Members in the Media
From: Pacific Standard

Why honor causes all of society’s problems

Pacific Standard:

Glance at a list of critically acclaimed television shows and you’ll see stories driven by characters who overreact to perceived signs of disrespect. Walter White doesn’t care that people are fond of him; he wants to feel what it’s like to be feared. In Fargo, Lester Nygaard’s undoing begins when he takes his newfound refusal to not let others push him around too far. And in Game of Thrones, seemingly every character oscillates between calmness and boredom when encountering a “here’s why I hate you” soliloquy, then concludes that murder is the only acceptable option when that hatred morphs into a public attack on their honor or status.

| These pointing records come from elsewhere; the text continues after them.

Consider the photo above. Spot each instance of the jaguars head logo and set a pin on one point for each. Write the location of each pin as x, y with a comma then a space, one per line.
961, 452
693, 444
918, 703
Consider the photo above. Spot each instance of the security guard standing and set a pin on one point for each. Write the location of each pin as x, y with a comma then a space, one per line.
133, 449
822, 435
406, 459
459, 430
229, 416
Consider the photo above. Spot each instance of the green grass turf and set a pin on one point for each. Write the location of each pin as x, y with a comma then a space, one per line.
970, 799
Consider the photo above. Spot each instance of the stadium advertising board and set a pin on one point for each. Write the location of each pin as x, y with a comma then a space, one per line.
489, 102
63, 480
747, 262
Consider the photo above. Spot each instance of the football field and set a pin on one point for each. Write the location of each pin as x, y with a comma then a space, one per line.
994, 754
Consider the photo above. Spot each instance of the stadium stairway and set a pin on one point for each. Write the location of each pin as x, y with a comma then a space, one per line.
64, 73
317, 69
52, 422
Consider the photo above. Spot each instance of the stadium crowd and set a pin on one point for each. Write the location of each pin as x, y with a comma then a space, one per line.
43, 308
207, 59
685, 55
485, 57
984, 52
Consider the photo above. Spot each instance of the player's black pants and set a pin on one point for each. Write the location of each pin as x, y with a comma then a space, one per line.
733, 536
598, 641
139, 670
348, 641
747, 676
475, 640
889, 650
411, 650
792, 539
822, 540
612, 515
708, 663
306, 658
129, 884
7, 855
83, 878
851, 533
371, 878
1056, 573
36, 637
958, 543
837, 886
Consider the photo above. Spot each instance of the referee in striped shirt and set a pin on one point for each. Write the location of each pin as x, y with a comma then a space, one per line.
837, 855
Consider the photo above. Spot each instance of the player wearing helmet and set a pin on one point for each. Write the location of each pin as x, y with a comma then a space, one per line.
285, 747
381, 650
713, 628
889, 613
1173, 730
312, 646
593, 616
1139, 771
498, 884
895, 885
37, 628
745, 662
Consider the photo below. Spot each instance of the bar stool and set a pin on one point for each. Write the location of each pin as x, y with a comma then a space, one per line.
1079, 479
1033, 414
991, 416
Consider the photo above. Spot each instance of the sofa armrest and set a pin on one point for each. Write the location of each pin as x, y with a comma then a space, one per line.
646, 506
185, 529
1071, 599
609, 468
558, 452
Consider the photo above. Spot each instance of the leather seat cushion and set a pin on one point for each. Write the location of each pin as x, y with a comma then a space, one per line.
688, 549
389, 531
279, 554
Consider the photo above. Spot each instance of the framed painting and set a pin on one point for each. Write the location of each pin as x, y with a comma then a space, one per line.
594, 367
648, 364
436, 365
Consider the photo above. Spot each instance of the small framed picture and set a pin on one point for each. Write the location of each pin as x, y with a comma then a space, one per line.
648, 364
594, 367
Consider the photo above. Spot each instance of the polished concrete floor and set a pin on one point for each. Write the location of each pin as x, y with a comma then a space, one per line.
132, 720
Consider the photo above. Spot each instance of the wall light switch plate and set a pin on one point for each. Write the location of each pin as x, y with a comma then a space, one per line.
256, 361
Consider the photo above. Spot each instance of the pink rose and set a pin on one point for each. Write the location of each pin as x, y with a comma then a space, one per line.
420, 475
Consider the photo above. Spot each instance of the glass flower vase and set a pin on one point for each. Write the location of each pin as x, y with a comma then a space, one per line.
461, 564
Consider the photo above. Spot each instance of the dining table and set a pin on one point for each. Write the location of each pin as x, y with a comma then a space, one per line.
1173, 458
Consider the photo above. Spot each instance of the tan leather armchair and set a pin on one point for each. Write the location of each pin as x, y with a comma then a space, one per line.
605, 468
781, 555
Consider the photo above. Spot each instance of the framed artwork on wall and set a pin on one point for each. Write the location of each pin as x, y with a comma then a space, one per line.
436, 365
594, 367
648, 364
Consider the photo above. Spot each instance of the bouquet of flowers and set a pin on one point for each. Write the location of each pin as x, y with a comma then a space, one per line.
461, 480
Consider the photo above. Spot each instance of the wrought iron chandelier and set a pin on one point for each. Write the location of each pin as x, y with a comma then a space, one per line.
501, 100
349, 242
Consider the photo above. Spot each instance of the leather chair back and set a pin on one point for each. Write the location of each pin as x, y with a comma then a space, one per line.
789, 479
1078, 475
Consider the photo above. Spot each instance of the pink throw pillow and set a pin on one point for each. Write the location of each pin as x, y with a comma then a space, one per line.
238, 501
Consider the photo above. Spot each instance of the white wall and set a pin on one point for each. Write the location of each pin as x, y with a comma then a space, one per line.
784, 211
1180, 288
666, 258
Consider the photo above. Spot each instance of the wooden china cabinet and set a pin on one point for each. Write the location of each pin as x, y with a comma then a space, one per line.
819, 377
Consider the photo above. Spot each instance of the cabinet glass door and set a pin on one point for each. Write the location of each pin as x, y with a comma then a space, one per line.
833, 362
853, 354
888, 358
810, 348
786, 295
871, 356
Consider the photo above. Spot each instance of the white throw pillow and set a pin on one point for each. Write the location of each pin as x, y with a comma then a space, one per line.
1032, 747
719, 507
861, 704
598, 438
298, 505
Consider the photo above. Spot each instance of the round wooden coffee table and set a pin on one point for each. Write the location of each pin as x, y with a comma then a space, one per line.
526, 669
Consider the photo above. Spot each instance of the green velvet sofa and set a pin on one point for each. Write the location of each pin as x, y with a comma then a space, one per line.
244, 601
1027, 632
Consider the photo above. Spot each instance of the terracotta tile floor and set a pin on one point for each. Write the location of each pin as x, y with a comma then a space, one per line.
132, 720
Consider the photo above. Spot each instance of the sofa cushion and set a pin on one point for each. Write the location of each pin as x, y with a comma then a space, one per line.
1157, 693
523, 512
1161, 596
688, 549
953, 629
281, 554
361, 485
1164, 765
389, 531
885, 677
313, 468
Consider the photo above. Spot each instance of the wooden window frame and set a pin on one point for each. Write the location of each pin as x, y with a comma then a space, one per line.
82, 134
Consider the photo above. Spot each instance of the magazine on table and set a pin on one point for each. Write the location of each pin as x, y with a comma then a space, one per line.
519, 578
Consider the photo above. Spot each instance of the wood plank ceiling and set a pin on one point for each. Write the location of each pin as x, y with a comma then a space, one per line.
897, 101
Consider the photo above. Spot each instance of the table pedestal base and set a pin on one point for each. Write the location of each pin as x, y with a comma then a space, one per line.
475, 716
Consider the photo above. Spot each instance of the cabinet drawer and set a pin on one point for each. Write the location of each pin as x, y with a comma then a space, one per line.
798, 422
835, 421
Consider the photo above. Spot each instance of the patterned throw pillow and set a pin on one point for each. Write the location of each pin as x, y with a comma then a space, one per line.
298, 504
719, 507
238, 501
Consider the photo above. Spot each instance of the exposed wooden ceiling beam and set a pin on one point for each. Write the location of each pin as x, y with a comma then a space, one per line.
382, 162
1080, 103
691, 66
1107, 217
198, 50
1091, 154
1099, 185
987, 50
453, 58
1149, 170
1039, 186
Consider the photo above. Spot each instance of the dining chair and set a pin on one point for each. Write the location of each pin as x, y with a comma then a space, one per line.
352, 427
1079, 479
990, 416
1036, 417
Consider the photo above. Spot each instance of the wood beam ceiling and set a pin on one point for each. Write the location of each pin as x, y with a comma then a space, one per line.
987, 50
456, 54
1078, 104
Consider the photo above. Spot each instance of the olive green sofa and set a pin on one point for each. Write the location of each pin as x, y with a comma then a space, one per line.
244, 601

The power afforded to “disrespect” serves as a creative lever for generating conflict, but it’s also an instance where art successfully imitates life. In a new study, Amber DeBono of Winston-Salem State examined how aggression is influenced by two distinct aspects of social rejection — dislike (“you’re not nice”) and disrespect (“you’re an idiot”). In one experiment, participants read feedback that made them feel one of four combinations of liking and respect (e.g. liked and respected, liked and disrespected, etc.). Afterward, they decided how long the feedback-giver had to spend doing an undesirable task, with the number of minutes serving as a measure of aggression. DeBono found that feeling disrespected was a much stronger predictor of aggression than feeling disliked.